Identifying the Source of Incumbency Advantage Through a Constitutional Reform


Autor: 

Mariana Lopes da Fonseca

The advantage incumbents experience in electoral races is well-documented. Those economists who tried to credibly identify it have so far either emphasized the personal incumbency advantage with the officeholder as the driver for the electoral success or the partisan incumbency advantage which assesses the benefits that accrue to a candidate from running for the incumbent party.

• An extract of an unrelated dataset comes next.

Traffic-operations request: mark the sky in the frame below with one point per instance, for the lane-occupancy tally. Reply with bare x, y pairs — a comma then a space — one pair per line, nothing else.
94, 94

Mariana Lopes da Fonseca’s study provides one of the first causal estimates of both the personal and the partisan effect that contribute to an incumbent’s advantage at the ballot box. Her approach relies on a natural experiment that keeps the incumbency status of the party constant but creates an exogenous variation in the incumbency status of the candidate – the introduction of mayoral term limits in Portugal – as well as on a combination of two quasi-experimental methods, the regression discontinuity and the difference-in-discontinuities design. The economist finds that positive returns accrue to the rerunning officeholder by virtue of his or her incumbent status independent of the incumbency status of the party. Even though it would be reasonable to assume that parties play a significant role in attracting and retaining votes, she finds no evidence of a partisan incumbency advantage. This result has implications for politics at large since under these circumstances parties have an incentive to renominate officeholders as well as to acquiesce to their demands. Electoral mechanisms such as term limits might be useful in this case to stimulate competition.

Veröffentlichung:   American Journal of Political Science, 2017, Vol. 61, No. 3, 657–670.